We raise money from public and private sources to fund targeted tree-ring dating programmes.
This highly technical work is carried out by professional laboratories and entails drilling in-situ oak timber and removing small cores to compare with standard control chronologies – sounds simple but it’s a challenging science! Buildings were normally erected within a year or two of felling.
Unfortunately, not all oak is suitable for this procedure because many houses were built using ‘fast grown’ timber with insufficient tree rings. But scientific dating technologies are developing all the time and we will take advantage of breakthroughs as they come on stream. To date we have tree-ring dated over 100 houses.
Click here for more details on tree-ring dating.

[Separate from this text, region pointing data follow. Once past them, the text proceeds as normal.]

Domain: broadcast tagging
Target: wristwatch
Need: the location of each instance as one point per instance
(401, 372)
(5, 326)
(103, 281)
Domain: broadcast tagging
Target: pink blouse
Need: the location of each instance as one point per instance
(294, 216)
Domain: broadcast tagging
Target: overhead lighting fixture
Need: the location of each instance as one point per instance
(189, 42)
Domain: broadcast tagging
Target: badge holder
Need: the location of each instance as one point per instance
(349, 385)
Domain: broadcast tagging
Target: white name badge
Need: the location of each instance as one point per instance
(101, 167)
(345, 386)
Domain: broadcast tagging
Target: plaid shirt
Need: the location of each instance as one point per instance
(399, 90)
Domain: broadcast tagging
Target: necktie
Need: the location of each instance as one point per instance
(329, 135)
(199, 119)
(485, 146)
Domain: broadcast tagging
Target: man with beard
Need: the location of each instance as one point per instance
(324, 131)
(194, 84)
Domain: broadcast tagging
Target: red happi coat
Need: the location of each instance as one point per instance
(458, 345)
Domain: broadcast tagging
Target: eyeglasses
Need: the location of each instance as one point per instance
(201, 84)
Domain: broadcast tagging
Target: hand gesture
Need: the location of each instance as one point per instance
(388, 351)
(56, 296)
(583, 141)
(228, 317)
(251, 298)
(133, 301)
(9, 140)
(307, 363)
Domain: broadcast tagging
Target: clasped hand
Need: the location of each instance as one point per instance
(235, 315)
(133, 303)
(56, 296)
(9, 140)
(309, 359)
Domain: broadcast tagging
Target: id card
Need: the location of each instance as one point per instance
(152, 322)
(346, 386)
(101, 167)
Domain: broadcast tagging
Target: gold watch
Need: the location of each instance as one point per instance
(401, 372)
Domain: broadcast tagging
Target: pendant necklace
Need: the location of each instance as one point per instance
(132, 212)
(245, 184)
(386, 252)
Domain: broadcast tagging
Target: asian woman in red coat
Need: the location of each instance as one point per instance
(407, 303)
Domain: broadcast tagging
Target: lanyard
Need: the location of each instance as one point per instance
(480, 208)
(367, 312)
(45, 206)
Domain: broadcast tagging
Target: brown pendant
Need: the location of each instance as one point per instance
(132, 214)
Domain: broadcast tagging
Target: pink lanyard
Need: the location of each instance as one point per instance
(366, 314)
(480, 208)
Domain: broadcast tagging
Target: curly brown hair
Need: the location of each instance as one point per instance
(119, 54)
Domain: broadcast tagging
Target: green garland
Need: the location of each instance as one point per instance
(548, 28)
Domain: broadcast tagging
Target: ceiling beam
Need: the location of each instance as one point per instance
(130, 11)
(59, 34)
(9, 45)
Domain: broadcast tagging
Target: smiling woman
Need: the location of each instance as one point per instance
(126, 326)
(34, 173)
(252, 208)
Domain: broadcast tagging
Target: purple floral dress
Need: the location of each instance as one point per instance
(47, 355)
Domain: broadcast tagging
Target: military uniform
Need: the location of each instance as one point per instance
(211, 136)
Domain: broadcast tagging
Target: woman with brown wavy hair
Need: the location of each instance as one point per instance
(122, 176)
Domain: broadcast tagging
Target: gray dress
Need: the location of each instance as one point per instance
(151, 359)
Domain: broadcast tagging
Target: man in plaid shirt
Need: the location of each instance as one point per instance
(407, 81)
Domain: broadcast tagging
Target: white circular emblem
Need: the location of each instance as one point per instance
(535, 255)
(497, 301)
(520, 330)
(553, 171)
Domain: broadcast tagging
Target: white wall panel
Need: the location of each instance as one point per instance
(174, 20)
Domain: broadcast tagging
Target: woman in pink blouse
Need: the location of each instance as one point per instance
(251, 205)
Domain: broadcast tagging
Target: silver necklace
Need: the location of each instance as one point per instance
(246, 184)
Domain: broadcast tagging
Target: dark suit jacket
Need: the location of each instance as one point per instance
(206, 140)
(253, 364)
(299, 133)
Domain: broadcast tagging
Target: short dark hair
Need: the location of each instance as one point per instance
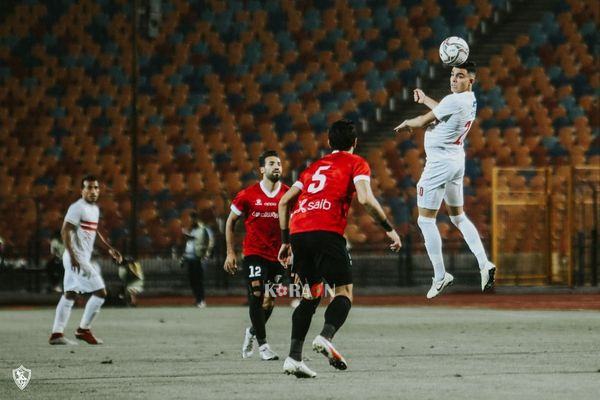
(267, 153)
(470, 66)
(342, 134)
(89, 178)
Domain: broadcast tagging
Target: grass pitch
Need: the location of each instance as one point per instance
(393, 353)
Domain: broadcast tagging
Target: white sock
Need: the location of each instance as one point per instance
(92, 308)
(433, 244)
(471, 236)
(63, 312)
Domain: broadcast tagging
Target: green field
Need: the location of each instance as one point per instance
(393, 353)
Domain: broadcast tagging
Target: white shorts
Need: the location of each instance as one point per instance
(88, 279)
(441, 180)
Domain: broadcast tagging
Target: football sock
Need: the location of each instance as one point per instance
(335, 315)
(63, 312)
(257, 317)
(92, 308)
(433, 244)
(268, 312)
(469, 232)
(301, 319)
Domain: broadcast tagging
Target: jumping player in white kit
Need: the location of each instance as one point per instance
(442, 178)
(81, 276)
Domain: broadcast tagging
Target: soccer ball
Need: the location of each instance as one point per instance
(454, 51)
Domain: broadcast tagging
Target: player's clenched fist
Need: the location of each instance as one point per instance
(419, 96)
(396, 243)
(403, 125)
(230, 264)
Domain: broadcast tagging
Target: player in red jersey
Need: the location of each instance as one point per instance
(258, 204)
(324, 192)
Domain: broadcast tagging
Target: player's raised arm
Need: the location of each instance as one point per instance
(114, 253)
(367, 199)
(231, 260)
(421, 98)
(66, 231)
(417, 122)
(285, 252)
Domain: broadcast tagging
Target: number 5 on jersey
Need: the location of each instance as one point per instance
(254, 271)
(318, 180)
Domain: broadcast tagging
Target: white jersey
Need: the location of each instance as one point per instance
(455, 114)
(85, 217)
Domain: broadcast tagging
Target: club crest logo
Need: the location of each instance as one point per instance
(21, 376)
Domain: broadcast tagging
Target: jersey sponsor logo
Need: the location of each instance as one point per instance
(88, 226)
(305, 206)
(266, 214)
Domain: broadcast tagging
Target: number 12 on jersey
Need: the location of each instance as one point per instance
(461, 138)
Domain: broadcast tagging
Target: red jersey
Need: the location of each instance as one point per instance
(259, 206)
(327, 189)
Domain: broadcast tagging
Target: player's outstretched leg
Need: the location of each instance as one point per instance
(301, 319)
(471, 236)
(433, 245)
(92, 308)
(335, 316)
(258, 317)
(61, 318)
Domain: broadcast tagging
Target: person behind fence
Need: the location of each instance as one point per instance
(198, 247)
(54, 267)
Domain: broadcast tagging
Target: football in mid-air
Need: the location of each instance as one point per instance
(454, 51)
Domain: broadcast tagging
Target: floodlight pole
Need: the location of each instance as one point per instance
(134, 130)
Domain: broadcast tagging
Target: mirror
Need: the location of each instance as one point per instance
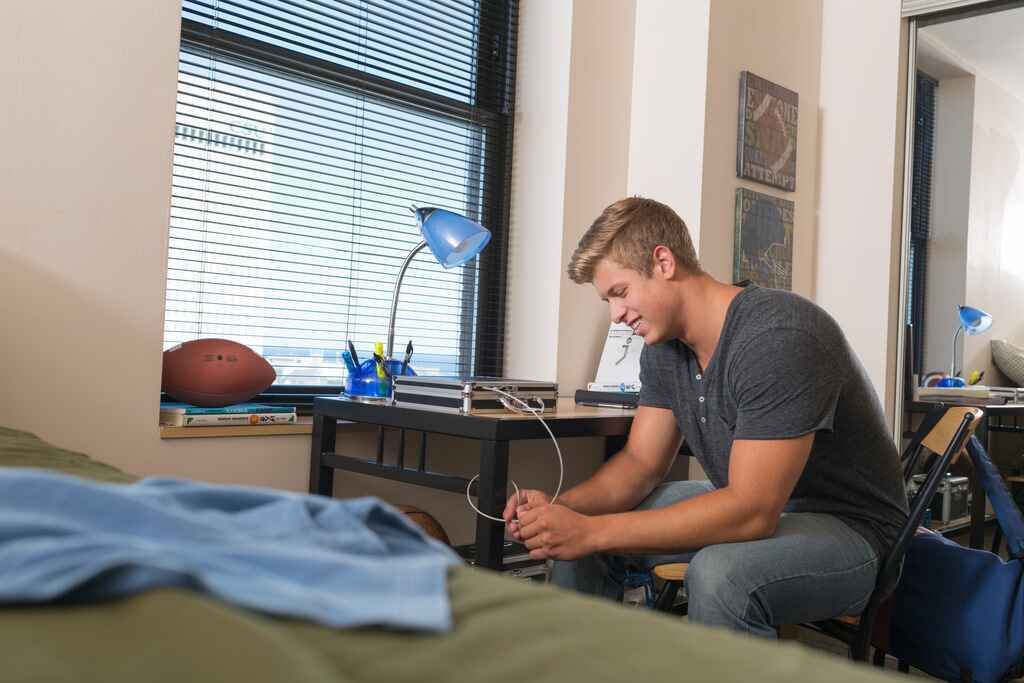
(966, 232)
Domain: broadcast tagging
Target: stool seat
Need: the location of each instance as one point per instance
(674, 571)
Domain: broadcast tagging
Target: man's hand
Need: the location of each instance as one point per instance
(526, 497)
(554, 531)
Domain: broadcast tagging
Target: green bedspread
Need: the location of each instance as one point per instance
(506, 630)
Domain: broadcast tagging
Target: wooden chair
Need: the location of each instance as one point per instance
(943, 432)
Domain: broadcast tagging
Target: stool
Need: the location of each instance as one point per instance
(673, 575)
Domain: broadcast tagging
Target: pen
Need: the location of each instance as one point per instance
(381, 367)
(409, 354)
(351, 350)
(347, 357)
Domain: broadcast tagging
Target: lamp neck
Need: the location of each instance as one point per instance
(389, 351)
(952, 361)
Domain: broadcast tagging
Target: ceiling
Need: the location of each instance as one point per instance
(991, 45)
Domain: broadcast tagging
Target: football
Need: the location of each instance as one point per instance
(426, 521)
(214, 372)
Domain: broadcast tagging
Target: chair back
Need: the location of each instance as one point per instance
(944, 432)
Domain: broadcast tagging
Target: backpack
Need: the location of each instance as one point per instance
(957, 613)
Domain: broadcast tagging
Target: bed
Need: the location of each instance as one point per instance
(505, 630)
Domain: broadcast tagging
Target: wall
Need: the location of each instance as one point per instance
(670, 82)
(950, 200)
(751, 36)
(859, 118)
(597, 157)
(995, 240)
(538, 188)
(85, 179)
(619, 108)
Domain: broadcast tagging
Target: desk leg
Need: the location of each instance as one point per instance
(613, 444)
(321, 477)
(491, 499)
(978, 494)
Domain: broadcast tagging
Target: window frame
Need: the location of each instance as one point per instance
(493, 107)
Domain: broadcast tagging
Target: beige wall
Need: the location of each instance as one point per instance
(779, 41)
(597, 157)
(858, 120)
(538, 205)
(85, 182)
(670, 82)
(87, 131)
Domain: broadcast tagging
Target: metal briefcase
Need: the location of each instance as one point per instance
(471, 395)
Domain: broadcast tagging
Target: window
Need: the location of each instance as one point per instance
(921, 211)
(305, 129)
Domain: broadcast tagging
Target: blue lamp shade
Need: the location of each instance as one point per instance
(974, 321)
(453, 239)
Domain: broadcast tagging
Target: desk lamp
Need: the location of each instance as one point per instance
(454, 240)
(972, 322)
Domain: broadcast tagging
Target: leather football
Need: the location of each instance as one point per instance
(425, 521)
(215, 372)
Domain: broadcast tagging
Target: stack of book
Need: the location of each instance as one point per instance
(971, 395)
(183, 415)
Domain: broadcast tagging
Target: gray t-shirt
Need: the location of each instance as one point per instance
(782, 369)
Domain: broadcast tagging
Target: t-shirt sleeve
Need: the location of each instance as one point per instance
(653, 389)
(786, 385)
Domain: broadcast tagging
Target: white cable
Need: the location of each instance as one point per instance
(526, 410)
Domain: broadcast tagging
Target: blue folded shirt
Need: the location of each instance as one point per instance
(340, 563)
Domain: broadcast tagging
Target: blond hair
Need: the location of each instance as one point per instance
(628, 231)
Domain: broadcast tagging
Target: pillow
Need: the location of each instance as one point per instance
(1009, 358)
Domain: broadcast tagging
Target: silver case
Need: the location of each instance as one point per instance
(471, 395)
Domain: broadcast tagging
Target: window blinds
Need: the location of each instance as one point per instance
(305, 129)
(921, 210)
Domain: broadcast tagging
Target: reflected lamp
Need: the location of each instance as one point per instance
(973, 322)
(453, 240)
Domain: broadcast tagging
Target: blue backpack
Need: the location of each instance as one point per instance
(957, 613)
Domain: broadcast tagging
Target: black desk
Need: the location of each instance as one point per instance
(494, 433)
(977, 539)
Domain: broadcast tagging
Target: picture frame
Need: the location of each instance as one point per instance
(763, 247)
(766, 139)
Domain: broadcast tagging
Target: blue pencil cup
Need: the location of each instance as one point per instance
(365, 384)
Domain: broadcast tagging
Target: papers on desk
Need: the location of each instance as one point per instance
(619, 369)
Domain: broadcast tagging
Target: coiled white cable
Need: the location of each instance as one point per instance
(507, 399)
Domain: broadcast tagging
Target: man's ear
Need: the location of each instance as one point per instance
(665, 262)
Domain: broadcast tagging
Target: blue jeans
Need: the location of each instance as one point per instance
(814, 567)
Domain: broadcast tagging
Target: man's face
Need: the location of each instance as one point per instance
(641, 302)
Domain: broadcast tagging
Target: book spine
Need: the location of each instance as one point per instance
(230, 410)
(235, 419)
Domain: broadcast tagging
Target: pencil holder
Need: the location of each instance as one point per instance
(366, 385)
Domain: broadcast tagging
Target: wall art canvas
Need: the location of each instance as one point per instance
(763, 250)
(766, 145)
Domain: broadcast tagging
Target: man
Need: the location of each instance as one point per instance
(805, 492)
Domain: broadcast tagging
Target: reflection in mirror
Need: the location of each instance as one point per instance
(967, 215)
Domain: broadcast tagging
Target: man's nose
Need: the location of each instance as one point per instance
(617, 312)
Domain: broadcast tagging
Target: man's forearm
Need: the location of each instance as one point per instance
(719, 516)
(619, 485)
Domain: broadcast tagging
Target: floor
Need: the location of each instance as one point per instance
(820, 642)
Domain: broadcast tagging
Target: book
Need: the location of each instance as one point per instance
(172, 408)
(227, 419)
(619, 369)
(607, 398)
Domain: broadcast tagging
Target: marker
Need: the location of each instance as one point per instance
(404, 360)
(351, 350)
(347, 357)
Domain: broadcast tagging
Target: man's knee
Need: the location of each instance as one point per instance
(715, 577)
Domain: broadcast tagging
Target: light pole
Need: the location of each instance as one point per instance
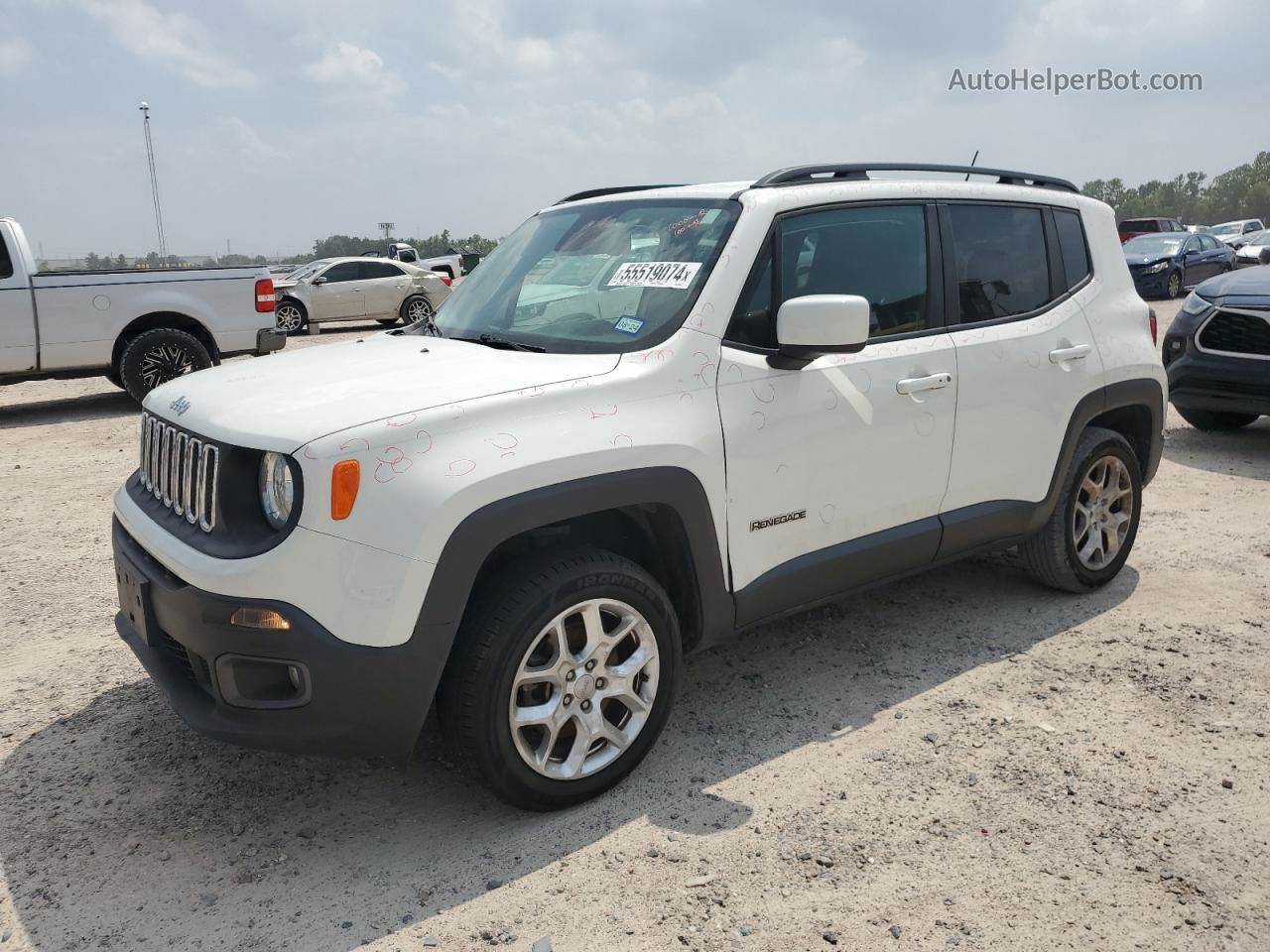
(154, 185)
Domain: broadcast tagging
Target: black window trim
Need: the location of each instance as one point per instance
(1057, 280)
(935, 270)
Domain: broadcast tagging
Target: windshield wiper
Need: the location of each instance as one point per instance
(504, 343)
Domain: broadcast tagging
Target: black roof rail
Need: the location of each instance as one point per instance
(612, 190)
(858, 172)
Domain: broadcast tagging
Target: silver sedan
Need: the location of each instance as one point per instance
(357, 289)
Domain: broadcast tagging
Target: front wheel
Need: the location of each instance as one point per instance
(158, 356)
(416, 308)
(1215, 419)
(1091, 532)
(562, 679)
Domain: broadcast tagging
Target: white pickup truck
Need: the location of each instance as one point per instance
(137, 327)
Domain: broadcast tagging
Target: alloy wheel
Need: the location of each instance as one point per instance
(1102, 512)
(164, 362)
(584, 689)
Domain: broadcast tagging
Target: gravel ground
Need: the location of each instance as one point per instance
(961, 760)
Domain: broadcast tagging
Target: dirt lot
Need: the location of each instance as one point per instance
(961, 760)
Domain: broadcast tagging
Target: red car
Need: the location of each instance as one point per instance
(1132, 227)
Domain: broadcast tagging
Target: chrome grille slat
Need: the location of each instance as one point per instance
(181, 471)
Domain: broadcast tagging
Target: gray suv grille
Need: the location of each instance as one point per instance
(181, 470)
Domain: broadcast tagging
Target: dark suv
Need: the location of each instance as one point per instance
(1218, 352)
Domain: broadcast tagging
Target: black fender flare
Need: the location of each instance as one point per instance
(486, 529)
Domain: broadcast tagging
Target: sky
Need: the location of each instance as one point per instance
(277, 122)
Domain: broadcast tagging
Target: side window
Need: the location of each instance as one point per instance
(380, 270)
(875, 252)
(344, 271)
(1071, 245)
(1002, 267)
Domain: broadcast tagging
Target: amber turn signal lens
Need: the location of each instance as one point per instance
(259, 619)
(344, 480)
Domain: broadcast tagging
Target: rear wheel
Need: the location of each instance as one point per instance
(562, 678)
(290, 315)
(158, 356)
(1091, 532)
(1215, 419)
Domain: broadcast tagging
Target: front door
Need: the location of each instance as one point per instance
(386, 286)
(17, 313)
(835, 471)
(340, 296)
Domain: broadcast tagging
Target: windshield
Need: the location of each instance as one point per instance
(593, 278)
(307, 270)
(1152, 245)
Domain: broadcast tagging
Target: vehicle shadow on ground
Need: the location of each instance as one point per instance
(119, 826)
(1242, 452)
(94, 407)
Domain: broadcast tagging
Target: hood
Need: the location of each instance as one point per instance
(286, 400)
(1242, 286)
(1141, 261)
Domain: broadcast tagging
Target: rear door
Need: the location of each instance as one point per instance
(1025, 358)
(17, 311)
(835, 470)
(340, 296)
(386, 286)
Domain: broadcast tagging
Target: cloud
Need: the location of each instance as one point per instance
(14, 56)
(171, 40)
(347, 63)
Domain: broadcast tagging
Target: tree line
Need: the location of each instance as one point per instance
(1242, 191)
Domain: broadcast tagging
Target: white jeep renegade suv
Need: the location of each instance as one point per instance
(651, 417)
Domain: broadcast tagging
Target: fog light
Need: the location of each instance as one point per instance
(259, 619)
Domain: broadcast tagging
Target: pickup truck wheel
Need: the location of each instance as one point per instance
(1215, 419)
(1088, 537)
(290, 315)
(562, 678)
(416, 308)
(158, 356)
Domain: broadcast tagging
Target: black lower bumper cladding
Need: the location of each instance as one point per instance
(299, 689)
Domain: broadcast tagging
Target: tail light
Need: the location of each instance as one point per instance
(264, 298)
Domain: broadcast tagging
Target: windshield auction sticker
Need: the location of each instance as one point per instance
(656, 275)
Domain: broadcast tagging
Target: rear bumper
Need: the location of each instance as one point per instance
(270, 339)
(1199, 381)
(298, 690)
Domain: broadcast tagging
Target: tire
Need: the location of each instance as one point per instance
(1215, 419)
(1065, 553)
(511, 630)
(290, 316)
(416, 308)
(158, 356)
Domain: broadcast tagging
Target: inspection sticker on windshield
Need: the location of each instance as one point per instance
(656, 275)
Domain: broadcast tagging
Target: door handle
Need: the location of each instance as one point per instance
(915, 385)
(1070, 353)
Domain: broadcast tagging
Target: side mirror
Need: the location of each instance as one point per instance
(813, 325)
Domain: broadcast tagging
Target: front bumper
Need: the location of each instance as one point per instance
(1202, 381)
(298, 690)
(270, 339)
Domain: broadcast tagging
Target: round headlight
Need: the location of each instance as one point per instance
(277, 489)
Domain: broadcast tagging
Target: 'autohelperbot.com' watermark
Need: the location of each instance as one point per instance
(1057, 82)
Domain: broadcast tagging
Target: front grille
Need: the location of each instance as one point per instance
(1237, 333)
(181, 471)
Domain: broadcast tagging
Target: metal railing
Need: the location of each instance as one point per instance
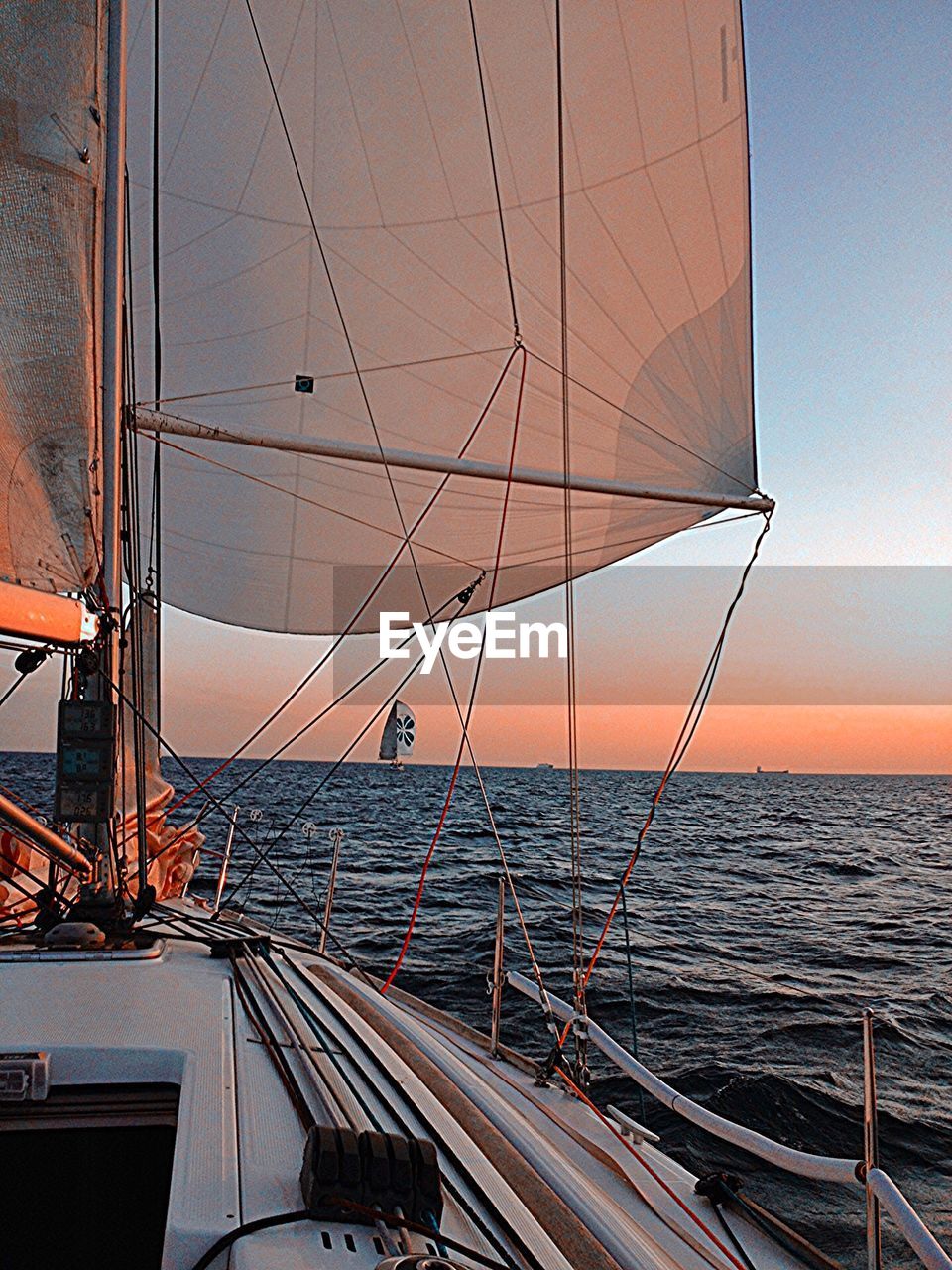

We encourage and help members research and write up the histories of houses that were built before the mid-1700s. This end date is intentionally inexact because we want to capture houses that pre-date the widespread use of mass-produced materials and where there was still distinctive local variation in plan, form and decoration.
Initially, this involves researching the Internet, moving on to local libraries, county archives and national libraries. There is no cut-off date for the house histories, many of which take the story down to the present day.
All our house histories can be found in our Reports
Houses that are the subject of our series of house histories have been selected by our volunteers for a variety of reasons – sometimes focusing on a particular area or estate, or because they appear in historical sources like rentals or surveys, or because people are interested in their own houses or those of their friends, or simply because the houses look interesting.
Although over 1,000 houses have been visited, many have been missed. By adopting a parish-by-parish approach, using local knowledge, internet searches and research in local Archives, we hope to identify all the houses built before about 1750 (including ruins) that still survive in North Wales.
Over the long term, we hope to deepen our knowledge of these buildings by carrying out more house histories, surveys and, on a more selective basis, commission tree-ring dating to provide firm dates where there is insufficient documentation.
We commission architectural surveys of houses of exceptional interest. This involves making detailed
measured plans, sections and a full photographic record. Normally these are undertaken by professional investigators but we provide some training in the basics of making an historic building recording and intend to develop this in the years ahead. To date we have recorded over 70 houses.